Execution Model¶
"Async" means three different things in this framework. They operate at different levels and solve different problems. Keeping them separate is key to understanding the concurrency model.
Three types of concurrency¶
| Type | Level | Problem it solves |
|---|---|---|
| Async steps | single step | Don't block the thread during I/O |
async_boundary |
across samples | Start the next sample before the current one finishes |
| Branch parallelism | within one sample | Run independent work simultaneously on the same data |
Each mechanism is independent. They compose freely — you can have async steps inside branches, behind an async_boundary, run with multiple workers.
Entry points: run() and run_async()¶
run() is a thin wrapper that calls asyncio.run(self.run_async(...)). Both accept the same parameters and return list[SampleResult].
Workers: sample-level parallelism¶
The workers parameter on run() / run_async() controls how many samples are processed through foreground steps simultaneously:
import time
from pipeline import Pipeline, StepContext
class SlowStep:
requires = frozenset()
provides = frozenset({"result"})
def __call__(self, ctx: StepContext) -> StepContext:
time.sleep(0.1) # Simulate expensive work
return ctx.replace(
metadata=MappingProxyType({**ctx.metadata, "result": "done"})
)
pipe = Pipeline().then(SlowStep())
samples = [StepContext(sample=f"s{i}") for i in range(6)]
# Sequential: 6 × 0.1s ≈ 0.6s
results = pipe.run(samples, workers=1)
# Parallel: 0.1s (all 6 run at once)
results = pipe.run(samples, workers=6)
Under the hood, workers creates an asyncio.Semaphore — at most N samples flow through the foreground steps at any given time.
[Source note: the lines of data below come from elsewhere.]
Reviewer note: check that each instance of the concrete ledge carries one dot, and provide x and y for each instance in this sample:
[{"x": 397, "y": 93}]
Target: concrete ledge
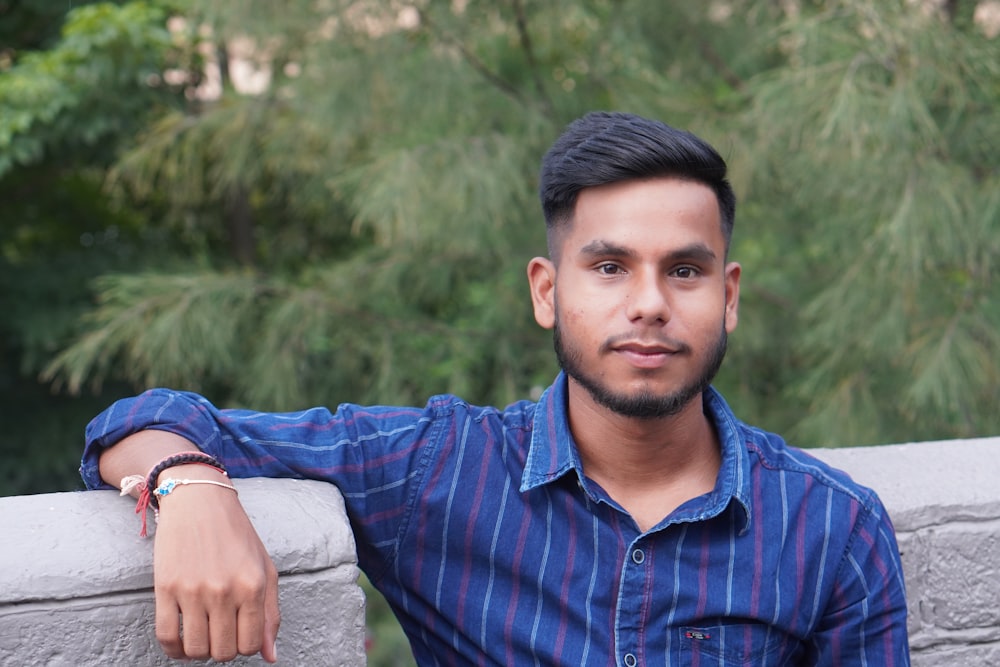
[
  {"x": 944, "y": 500},
  {"x": 76, "y": 579}
]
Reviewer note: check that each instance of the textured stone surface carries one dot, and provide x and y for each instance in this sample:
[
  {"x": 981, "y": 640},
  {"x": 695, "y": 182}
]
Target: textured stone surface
[
  {"x": 944, "y": 500},
  {"x": 76, "y": 580}
]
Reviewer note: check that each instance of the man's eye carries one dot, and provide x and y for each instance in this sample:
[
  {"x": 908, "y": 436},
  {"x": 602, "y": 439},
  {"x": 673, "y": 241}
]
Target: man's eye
[
  {"x": 609, "y": 269},
  {"x": 685, "y": 272}
]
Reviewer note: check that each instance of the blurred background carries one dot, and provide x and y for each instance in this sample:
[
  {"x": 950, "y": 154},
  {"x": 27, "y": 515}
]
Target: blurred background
[{"x": 284, "y": 204}]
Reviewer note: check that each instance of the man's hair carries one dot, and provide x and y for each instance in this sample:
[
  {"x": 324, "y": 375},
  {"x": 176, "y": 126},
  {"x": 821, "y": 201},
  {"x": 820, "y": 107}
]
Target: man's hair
[{"x": 609, "y": 147}]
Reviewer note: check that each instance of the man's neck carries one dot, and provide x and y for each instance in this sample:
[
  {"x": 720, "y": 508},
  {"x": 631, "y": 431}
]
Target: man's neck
[{"x": 649, "y": 466}]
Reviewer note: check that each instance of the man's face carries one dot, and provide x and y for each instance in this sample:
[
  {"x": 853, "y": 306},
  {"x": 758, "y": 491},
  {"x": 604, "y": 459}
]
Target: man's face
[{"x": 642, "y": 300}]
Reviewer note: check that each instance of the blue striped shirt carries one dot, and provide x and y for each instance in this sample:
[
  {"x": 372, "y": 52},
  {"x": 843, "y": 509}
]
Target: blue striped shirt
[{"x": 494, "y": 548}]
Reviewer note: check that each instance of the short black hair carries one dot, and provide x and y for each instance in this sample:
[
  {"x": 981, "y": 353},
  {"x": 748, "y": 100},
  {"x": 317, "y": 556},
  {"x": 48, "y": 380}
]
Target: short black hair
[{"x": 607, "y": 147}]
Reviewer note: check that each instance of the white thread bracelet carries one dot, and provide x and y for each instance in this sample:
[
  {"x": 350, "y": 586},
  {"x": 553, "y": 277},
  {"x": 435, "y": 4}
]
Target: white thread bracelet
[{"x": 169, "y": 484}]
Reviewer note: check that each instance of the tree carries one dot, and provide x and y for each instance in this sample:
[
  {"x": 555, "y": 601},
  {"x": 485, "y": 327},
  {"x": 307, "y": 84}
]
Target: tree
[{"x": 356, "y": 227}]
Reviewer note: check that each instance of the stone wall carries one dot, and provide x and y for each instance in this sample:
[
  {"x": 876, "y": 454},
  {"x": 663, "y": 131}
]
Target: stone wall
[
  {"x": 76, "y": 583},
  {"x": 944, "y": 501},
  {"x": 76, "y": 578}
]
Async steps — non-blocking I/O¶
A step that makes network calls (HTTP requests, API calls, subprocess) can be defined as a coroutine to avoid blocking the thread:
class FetchStep:
requires = frozenset()
provides = frozenset({"response"})
async def __call__(self, ctx: StepContext) -> StepContext:
async with aiohttp.ClientSession() as session:
response = await session.get(ctx.sample) # yields the thread
return ctx.replace(
metadata=MappingProxyType({**ctx.metadata, "response": response})
)
The pipeline detects async steps automatically via asyncio.iscoroutinefunction and awaits them. Sync steps are wrapped with asyncio.to_thread() so they're safe in an async context too.
Note
Async steps are about not blocking the thread, not about parallelism. The pipeline is still sequential — it just yields the thread during I/O waits.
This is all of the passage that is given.